Until you’ve tasted the sour you can never truly enjoy the sweet.
Let’s look at two varying statements objectively –
Excel is a great application because of its incredible ease of use.
Excel is a terrible application because of its incredible ease of use.
Getting started is as easy as clicking in a square box and typing away on your keyboard. It’s likely that you can create a workbook that “gets the job done.” You can also create a lifetime’s worth of bad habits that will cost you time in the long run. Remember the cost of time = money. But it’s because we have struggled that we can now appreciate the complexity of what is placed in front of us in these tiny little squares.
* Insert infomercial speech about how easy Excel is and how to master in a weekend.
Often we learn by emulating the practices we see in the environment around us. Those in well developed and nurtured environments thrive. Those without available resources, well… they often “get the job done.”
That mentality ends now.
I’m preparing you for this as your skills are about to distance you from the environment around you. There is no going back once you’ve been to the other side. From this day forward you are a developer.
Enable the Developer Tab
- File
- Options
- Customize Ribbon
- Select Developer
Code?! Add-Ins?! Controls?! XML?!
Calm down. I’m not throwing you to the wolves (that comes later). I want you to start playing around with the form controls – it’s really going to tie into the last couple of lessons.
Put a Little Spin On Your Worksheet
- Developer Tab
- Insert
- Under Form Controls – select “Spin Button (Form Control)”
- Stay out of those ActiveX Controls for now
Every Click Counts
- Right-click the spin button and select “Format Control”
- Under the cell tab go to “Cell Link” and click the “Cell Selector”
- Select any single cell and press OK when complete
- Pro Tip: I always use cell A1 – find a habit and stick to it
- Click click click away
Counting numbers by pressing a button? Really?

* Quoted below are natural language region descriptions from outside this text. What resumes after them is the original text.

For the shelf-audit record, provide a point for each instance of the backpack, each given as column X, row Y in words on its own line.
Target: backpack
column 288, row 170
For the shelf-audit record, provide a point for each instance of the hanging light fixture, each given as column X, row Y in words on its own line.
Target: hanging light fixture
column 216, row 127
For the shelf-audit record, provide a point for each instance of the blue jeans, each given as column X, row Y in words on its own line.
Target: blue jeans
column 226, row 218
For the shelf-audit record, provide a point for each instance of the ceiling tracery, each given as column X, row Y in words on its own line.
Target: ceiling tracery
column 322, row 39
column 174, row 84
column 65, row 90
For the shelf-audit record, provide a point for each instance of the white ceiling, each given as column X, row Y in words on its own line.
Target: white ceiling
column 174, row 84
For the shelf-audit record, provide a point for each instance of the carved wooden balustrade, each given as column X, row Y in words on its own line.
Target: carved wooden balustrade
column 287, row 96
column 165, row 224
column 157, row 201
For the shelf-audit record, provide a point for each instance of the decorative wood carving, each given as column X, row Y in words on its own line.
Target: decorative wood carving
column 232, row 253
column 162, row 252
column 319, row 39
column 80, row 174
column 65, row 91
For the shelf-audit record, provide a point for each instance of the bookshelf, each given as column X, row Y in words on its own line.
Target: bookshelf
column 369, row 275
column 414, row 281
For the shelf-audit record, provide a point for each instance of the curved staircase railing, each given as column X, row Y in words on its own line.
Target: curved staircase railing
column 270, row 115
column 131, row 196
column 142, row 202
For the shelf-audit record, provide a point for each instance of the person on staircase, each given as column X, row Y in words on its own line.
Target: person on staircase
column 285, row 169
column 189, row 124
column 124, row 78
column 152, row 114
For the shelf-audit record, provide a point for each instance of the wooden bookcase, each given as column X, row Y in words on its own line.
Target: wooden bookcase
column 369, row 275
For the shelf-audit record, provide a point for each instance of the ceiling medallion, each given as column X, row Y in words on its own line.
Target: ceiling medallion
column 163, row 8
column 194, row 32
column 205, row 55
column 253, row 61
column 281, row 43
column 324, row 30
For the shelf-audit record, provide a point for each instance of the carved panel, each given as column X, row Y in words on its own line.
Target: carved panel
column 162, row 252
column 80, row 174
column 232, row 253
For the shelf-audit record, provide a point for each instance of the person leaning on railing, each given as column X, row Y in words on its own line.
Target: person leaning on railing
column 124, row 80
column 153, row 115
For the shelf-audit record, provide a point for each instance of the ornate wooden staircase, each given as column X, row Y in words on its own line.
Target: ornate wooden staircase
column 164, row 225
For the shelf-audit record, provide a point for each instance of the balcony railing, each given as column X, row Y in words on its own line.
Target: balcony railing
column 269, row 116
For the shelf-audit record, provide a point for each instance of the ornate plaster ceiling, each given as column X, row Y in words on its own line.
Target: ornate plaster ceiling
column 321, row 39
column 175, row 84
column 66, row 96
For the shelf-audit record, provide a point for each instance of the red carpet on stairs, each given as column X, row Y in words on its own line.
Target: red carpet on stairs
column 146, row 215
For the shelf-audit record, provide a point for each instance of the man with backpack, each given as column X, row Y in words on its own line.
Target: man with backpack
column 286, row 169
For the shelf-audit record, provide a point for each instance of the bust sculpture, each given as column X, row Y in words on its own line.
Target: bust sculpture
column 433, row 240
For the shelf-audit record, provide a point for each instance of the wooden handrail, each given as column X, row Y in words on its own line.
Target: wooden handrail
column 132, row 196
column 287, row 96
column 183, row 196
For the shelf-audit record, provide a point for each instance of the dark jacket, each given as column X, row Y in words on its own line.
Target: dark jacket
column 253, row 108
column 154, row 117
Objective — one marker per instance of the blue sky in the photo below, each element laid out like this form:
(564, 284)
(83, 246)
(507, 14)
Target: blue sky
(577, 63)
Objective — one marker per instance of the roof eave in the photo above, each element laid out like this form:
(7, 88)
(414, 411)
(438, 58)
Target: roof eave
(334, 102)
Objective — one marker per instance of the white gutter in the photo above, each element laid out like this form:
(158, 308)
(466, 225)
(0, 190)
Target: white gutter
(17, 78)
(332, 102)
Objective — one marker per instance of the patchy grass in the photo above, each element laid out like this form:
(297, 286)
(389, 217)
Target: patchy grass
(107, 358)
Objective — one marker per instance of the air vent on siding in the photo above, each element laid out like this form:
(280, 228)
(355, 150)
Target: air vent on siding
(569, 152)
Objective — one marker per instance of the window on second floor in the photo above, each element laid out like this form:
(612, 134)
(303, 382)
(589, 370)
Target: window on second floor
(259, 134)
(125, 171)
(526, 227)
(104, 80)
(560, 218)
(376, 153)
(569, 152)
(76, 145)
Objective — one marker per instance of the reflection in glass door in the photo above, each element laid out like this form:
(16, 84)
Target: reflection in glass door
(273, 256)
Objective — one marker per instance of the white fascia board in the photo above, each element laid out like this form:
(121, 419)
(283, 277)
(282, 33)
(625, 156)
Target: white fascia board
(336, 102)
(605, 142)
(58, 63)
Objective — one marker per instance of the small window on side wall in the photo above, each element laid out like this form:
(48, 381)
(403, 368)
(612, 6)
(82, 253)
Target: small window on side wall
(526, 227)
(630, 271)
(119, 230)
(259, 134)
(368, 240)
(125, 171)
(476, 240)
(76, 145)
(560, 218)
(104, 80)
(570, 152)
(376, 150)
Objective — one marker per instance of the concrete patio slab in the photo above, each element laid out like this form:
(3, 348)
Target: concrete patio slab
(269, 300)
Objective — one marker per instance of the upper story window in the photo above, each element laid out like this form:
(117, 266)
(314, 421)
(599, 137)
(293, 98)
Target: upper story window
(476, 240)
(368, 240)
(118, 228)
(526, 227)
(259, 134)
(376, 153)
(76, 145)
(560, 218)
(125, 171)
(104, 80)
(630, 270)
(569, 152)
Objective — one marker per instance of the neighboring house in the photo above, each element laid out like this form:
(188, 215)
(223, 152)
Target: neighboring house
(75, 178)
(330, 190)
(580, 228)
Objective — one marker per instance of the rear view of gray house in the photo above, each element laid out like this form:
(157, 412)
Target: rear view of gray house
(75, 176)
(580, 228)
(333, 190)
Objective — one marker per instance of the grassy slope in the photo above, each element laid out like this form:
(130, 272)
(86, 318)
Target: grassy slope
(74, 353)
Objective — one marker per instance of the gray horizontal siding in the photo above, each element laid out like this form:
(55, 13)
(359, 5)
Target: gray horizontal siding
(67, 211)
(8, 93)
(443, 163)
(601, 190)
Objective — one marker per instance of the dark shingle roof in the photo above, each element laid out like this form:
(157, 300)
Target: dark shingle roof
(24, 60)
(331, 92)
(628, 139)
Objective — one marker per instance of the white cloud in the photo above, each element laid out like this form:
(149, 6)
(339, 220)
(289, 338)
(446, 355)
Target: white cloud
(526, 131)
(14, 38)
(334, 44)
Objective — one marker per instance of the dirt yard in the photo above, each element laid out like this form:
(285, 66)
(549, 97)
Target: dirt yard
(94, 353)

I knew I was going to have some skeptics after this big reveal so let’s talk about what just happened.
- You created a graphical user interface (GUI) with the Spin Button.
- The form object allows you to interact with your worksheet
- You established an event – OnClick
- Every time the Spin Button is pressed, the program is going to respond by changing the incremental value up or down onto your spreadsheet.
The whole process that occurs as you press up and down is known as an event handler. In layman’s terms, how the application Excel receives and responds to events.
Input -> Output
Take some time and explore the different form objects. Don’t get frustrated if some things are over your head right now. Simply knowing what exists will improve your long term development. The rest will come in time as you continue use.
Now that we’re done nerding out on the technical jargon for a bit, let’s bring all the time traveling, MIN, MAX, and EOMONTH talk full-circle.
We’re going to go back to our last lesson with the Mad Maximum workbook and invoke some time travel logic along the way.
Describe It – Nested Function:
- =EOMONTH(MAX(Sales[Date]),-1)+1
- Talk it Out: We know it’s a past event (negative) and it’s a static value of 1 in the current formula.
Let’s change this static value into something a bit more interactive with our form object.
Make It User-Controlled:
- Add your spin button and set the cell link to A1
- Pro-Tip: Minimum Value set to 0 is going to return you to the present in accordance with our time travel logic, change this to 1
- Change the Nested Function formula to include the cell link output
- =EOMONTH(MAX(Sales[Date]),-A1)+1
- Pro-Tip: Placing a minus sign in front of your cell references will return them as negative values (We want to look at the past)
- Add the EDATE formula with negative 1 as your number of months
- Talk it Out: Negative values indicate the past
- Use relational reference Auto Fill to create a cascading month over month view
- Talk it Out: Relational reference will allow you to utilize adjacent cell values
Click Away!
“It is not the spoon that bends, it is only yourself.”
Getting past the limiting idea that Excel is just a bunch of square boxes is the ultimate key to your success. People use Excel to create beautiful artwork, role-playing games and financial modeling that drives our economies. It’s Not About The Cell is not just a funny title. It’s about changing your mindset and leveraging basic, everyday concepts to help you build your talents and take over the world. Thank you for taking this journey with me.